Procida, la isla del cine

La culpa de todo fue del cine. La culpa de que Procida -la isla más pequeña de las tres que embellecen la bahía de Nápoles- perdiera parte de su tranquilidad la tuvo una película: "El cartero y Pablo Neruda", el filme que Máximo Troisi rodó aquí en 1994. Luego vendrían otras. Desde entonces, el turismo en la isla aumentó paulatina, pero inexorablemente. Desde Nápoles se llega en 30 minutos (al igual que para ir a Ischia o a Capri, los transbordadores salen del muelle Beverello, en pleno paseo marítimo napolitano). La llegada a la pequeña isla (4,1 kilómetros cuadrados y 10.440 habitantes) ya impresiona: las casas descienden de la montaña hacia el mar, escalonadas.
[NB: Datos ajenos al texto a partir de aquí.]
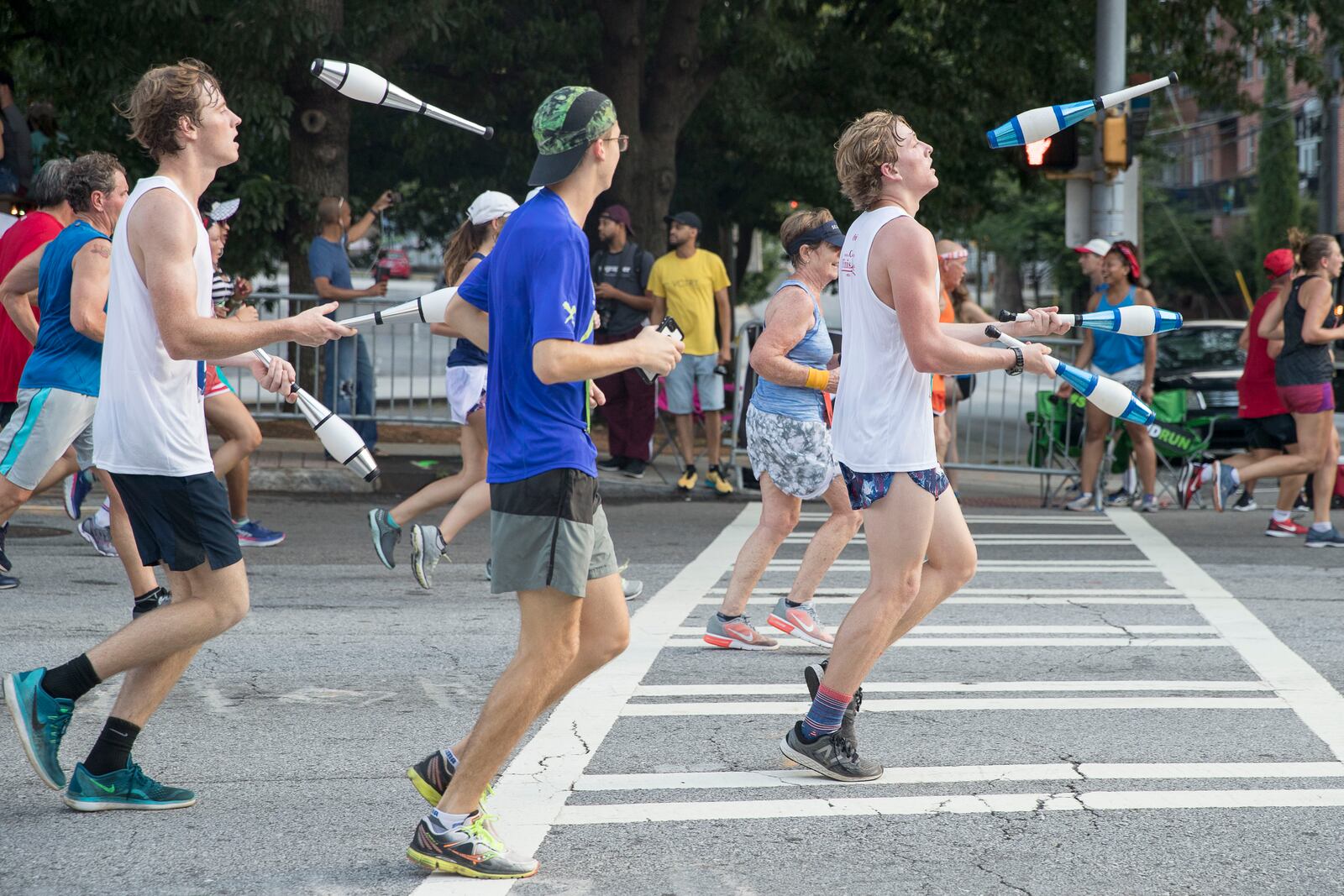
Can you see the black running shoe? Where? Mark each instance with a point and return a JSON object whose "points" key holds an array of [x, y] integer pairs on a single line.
{"points": [[831, 755], [152, 600], [813, 674]]}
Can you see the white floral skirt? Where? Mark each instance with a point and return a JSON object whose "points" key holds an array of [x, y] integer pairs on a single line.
{"points": [[795, 453]]}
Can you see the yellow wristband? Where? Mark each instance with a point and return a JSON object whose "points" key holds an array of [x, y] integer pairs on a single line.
{"points": [[817, 379]]}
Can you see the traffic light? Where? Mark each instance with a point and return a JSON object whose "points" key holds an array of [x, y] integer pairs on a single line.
{"points": [[1115, 143], [1058, 152]]}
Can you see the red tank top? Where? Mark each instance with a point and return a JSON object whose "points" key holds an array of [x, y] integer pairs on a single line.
{"points": [[1256, 391]]}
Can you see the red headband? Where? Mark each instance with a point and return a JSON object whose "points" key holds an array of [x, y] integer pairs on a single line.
{"points": [[1129, 257]]}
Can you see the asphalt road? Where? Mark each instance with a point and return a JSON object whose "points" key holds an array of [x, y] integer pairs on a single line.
{"points": [[1159, 718]]}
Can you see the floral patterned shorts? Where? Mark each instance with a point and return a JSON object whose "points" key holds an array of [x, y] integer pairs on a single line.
{"points": [[866, 488], [795, 453]]}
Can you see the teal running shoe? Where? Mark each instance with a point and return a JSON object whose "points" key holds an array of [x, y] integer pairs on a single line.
{"points": [[128, 788], [40, 720]]}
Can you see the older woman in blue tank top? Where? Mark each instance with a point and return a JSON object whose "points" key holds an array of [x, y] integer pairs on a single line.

Todo en esta isla, asentada sobre siete cráteres, es auténtico, directo y entrañable, como en la novela de Elsa Morante ("La isla de Arturo", también llevada al cine). La llegada a Marina Grande, el puerto principal, con sus terrazas, bares, restaurantes y oficina de turismo, ya habla bien a las claras del resto de la isla, donde se reparten playas (Chiapa, Ciracciello, Ciraccio, Pozzo Vechio), iglesias (Santa María della Pietà, San Leonardo, Santa María delle Grazie, San Antonio de Padua), viejas mansiones señoriales o el palacio real, que más tarde fue convertido en cárcel, donde los condenados lo eran doblemente por tener que soportar su falta de libertad ante un paisaje extraordinario. Y luego, los pequeños puertos de pescadores, junto a clubes náuticos de lo más "chic", como en Marina Chiaiolella, que dan fe de que esta isla, turismo aparte, todavía vive de la pesca y de la agricultura; aquí, al igual que en Ischia y Capri, los hoteles de veraneo lindan con viñedos, plantaciones de limoneros y otros cultivos. Y en el muelle, las pescaderías huelen a mar, y no a pescado, cuando cada tarde llegan las barcas con los peces aún saltando en las bandejas de mimbre.

La isla de Procida hay que verla -como Ischia, como Capri- desde arriba. Sus empinadas calles, por donde apenas cabe un coche, suben hasta los miradores panorámicos, donde hay que detenerse, más para el corazón que para la cámara fotográfica. En uno de estos promontorios está la abadía de San Miguel Arcángel, el patrón de la isla. La iglesia guarda, sin ánimo de ostentación, más bien de forma casi negligente, marinas de tormentas en el mar, óleos de antiguos Papas, ex votos de feligreses agradecidos, relicarios, cruces y candelabros de plata. Aquí, el que no hace vino fabrica el "limoncello" o es marinero de nacimiento. Algunos hay que son las tres cosas. Los habitantes de la isla se enorgullecen de albergar la que es la Escuela Naval más antigua de Europa, de donde salen la mayoría de los capitanes de barco que navegan por el mundo.